Every type of martial arts has a form – even in the most basic sense. The form ranges from simple movements such as the mechanics behind a kick, punch, or throw to complex series of predetermined movements complete with names such as juru, kata and poomse. The main function of form in movie martial arts is mostly about aesthetics – basically, they want the audience to think of all those swirling kicks and flying fists as “cool.”

This form must be both readable and recognizable by the audience. They have to recognize the movements they just saw flicker across the TV screen. This is where the art of movie martial arts takes a different direction; a movement such as a kick may have to be slowed down, telegraphed and “zoomed into” so as to make it “readable” by the audience. If it were to be executed that slowly in an actual fight, the opponent would easily predict it and have lots of time to react.

To maintain the fight’s aesthetic beauty, the movements ought to have a rhythm and some timing – not to mention being exciting, this is after all, where the true magic of martial arts choreography lies. The differences here between the real martial arts and movie martial arts are both obvious and subtle.
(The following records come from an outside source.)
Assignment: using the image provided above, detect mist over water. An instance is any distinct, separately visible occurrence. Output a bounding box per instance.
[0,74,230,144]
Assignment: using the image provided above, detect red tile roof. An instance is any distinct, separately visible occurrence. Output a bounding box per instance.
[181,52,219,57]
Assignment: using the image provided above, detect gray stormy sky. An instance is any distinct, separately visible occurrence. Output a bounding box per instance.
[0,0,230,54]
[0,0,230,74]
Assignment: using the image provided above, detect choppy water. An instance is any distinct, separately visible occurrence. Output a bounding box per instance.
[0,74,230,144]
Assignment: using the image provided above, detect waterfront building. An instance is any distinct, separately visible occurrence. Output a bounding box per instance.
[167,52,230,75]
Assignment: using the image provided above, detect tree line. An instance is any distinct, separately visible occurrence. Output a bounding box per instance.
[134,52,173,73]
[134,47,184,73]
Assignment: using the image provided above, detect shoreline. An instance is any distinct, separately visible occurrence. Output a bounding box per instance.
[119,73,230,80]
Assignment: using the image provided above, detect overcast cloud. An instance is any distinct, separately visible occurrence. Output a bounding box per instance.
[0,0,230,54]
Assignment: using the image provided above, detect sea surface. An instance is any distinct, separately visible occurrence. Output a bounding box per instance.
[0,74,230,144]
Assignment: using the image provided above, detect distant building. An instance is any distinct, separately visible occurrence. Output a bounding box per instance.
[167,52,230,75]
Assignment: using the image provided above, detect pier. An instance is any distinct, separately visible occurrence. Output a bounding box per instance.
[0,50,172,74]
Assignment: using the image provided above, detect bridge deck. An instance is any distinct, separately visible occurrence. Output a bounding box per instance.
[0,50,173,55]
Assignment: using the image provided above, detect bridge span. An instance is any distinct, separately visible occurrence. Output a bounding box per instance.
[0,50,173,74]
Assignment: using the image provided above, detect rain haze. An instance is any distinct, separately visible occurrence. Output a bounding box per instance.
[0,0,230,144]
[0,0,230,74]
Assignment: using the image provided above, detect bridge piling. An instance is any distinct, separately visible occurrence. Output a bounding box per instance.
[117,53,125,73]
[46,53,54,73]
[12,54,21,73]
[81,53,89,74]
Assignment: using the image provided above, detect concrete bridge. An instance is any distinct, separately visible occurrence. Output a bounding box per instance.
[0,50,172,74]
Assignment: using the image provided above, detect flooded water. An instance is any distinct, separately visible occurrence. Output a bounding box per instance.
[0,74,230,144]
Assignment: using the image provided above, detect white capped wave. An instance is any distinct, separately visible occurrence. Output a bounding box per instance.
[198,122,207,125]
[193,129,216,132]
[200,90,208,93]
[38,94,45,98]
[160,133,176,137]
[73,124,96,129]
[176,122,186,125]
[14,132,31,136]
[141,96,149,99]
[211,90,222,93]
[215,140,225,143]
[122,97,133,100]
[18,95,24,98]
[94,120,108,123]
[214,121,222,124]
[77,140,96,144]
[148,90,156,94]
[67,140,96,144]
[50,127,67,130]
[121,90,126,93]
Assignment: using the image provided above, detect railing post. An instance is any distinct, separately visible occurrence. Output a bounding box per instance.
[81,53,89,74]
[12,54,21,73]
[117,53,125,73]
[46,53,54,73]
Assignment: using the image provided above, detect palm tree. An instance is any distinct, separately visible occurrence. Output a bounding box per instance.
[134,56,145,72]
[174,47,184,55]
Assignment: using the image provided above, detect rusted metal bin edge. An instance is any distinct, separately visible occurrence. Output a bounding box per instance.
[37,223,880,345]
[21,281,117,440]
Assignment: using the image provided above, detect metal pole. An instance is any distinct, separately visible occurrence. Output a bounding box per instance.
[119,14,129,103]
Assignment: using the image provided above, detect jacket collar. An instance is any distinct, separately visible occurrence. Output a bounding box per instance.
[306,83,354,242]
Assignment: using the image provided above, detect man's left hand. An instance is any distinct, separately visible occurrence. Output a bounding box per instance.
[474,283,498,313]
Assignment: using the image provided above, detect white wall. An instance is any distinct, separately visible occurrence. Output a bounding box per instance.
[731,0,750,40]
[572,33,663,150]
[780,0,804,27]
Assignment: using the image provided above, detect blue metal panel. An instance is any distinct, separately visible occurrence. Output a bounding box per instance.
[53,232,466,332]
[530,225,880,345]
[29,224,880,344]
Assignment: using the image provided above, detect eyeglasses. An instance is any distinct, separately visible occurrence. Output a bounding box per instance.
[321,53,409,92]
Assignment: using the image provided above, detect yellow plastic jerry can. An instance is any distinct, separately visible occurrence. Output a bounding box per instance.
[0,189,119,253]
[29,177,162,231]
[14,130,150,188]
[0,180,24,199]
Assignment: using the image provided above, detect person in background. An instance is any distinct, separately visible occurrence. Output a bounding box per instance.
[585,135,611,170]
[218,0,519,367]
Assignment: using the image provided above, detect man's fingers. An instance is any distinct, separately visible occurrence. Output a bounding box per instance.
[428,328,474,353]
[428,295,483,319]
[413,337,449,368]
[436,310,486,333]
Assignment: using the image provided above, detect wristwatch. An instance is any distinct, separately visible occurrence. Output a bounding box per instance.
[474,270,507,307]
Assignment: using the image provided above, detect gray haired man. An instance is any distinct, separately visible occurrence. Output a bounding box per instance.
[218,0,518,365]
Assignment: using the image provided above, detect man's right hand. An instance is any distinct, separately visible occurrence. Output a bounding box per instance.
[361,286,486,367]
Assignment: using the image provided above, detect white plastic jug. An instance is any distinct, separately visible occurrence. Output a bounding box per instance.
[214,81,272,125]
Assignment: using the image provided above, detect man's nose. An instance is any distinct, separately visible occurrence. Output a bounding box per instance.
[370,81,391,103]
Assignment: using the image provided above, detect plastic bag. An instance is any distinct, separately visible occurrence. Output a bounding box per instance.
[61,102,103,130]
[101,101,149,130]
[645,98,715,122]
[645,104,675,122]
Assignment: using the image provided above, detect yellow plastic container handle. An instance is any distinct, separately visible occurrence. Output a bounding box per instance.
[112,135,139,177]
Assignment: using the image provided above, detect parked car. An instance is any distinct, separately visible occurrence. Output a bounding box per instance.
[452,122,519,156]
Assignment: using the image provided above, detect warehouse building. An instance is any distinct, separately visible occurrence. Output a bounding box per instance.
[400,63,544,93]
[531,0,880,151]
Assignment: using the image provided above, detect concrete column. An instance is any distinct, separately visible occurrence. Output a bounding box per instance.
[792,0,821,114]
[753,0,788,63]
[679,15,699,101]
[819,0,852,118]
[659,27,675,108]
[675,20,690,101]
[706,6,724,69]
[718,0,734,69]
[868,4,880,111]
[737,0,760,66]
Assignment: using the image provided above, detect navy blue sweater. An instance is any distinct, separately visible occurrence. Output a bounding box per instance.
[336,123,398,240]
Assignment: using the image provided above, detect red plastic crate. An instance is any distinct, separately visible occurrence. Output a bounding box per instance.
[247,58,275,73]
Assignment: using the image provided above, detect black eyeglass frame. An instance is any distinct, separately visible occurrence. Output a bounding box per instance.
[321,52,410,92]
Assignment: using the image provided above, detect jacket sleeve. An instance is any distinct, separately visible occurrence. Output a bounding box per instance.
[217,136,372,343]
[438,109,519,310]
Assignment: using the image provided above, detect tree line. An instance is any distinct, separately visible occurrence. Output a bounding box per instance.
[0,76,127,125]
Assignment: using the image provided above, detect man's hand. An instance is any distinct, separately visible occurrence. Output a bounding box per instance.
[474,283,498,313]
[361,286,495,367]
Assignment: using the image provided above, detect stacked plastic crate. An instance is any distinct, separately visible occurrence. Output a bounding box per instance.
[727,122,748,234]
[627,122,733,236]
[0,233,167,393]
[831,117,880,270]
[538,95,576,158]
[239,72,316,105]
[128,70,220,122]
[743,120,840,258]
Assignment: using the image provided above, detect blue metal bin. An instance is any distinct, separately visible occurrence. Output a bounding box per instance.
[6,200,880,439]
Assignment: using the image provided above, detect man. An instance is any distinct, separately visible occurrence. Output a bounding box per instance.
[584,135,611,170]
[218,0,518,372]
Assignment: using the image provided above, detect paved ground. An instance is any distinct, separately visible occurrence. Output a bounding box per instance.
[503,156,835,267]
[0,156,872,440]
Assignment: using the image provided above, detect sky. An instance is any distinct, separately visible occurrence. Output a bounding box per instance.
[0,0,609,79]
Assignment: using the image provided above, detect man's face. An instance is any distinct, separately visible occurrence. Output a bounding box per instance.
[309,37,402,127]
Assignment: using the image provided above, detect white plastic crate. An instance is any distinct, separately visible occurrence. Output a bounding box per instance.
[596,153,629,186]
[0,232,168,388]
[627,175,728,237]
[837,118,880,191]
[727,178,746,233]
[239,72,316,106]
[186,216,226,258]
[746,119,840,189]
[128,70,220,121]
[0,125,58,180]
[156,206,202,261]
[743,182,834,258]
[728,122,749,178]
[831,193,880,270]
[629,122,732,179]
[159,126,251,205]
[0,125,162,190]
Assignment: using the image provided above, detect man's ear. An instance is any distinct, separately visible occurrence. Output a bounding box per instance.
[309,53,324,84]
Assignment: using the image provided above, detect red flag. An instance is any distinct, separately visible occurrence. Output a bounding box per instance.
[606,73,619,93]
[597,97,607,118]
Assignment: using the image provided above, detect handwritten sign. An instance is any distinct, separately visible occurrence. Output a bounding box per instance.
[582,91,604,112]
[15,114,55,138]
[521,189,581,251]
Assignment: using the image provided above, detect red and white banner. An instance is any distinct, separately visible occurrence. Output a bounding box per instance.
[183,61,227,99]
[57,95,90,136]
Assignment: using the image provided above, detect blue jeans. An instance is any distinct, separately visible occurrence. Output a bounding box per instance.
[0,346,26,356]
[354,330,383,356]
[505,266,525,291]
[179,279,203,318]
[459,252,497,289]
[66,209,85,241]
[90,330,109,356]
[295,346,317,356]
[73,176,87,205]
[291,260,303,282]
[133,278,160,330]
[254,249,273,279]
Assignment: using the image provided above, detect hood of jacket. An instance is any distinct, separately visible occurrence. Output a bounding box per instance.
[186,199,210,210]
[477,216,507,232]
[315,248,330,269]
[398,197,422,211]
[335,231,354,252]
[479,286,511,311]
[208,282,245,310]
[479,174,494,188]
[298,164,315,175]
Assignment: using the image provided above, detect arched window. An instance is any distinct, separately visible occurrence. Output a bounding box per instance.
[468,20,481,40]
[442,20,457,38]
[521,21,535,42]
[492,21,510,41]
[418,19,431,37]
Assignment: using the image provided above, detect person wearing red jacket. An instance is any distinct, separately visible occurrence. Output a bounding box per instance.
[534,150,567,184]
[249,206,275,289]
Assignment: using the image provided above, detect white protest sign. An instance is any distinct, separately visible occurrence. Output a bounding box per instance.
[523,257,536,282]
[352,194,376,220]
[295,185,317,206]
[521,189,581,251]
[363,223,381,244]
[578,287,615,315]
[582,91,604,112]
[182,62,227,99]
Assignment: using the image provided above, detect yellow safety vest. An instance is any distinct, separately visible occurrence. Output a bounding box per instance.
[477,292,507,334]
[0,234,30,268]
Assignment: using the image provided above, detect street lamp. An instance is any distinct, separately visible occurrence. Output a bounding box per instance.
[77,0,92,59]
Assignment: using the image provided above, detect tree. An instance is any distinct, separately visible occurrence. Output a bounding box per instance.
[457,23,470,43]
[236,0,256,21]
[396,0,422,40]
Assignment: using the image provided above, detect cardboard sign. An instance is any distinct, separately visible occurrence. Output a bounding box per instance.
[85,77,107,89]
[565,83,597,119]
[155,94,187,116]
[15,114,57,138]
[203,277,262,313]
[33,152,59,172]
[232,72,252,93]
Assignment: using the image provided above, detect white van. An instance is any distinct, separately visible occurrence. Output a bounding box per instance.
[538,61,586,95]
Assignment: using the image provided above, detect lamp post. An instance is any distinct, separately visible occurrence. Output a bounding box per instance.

Of course, there is no choreography in a real fight. Real martial arts fights are typically free for alls where combatants have to rely on their superior techniques, opponent’s mistakes and their sheer will to win rather doing everything from a script.

Theatrical fighters execute complicated movements intended to dazzle the eye whereas the real fighters have to execute simpler and more direct movements that are far less likely to fail during the fight.

So where does Dr. Maung’s third “F” – fantasy – come from?

Fantasy also exists in real martial arts, but it is mostly limited to training halls and friendly sparring session. Fantasy techniques or methods tend to die out faster in street fights because, well, they just don’t seem to work.

But on the screen, well, you’ve probably seen it countless times — multiple attackers waiting their turn to attack the hero one at a time. That never happens in real fights. No self defense instructor will ever train a small woman to kick box a much large man as we saw in Bruce Lee’s “Live Free or Die Hard”, but of course this is film, and we need the fantasy.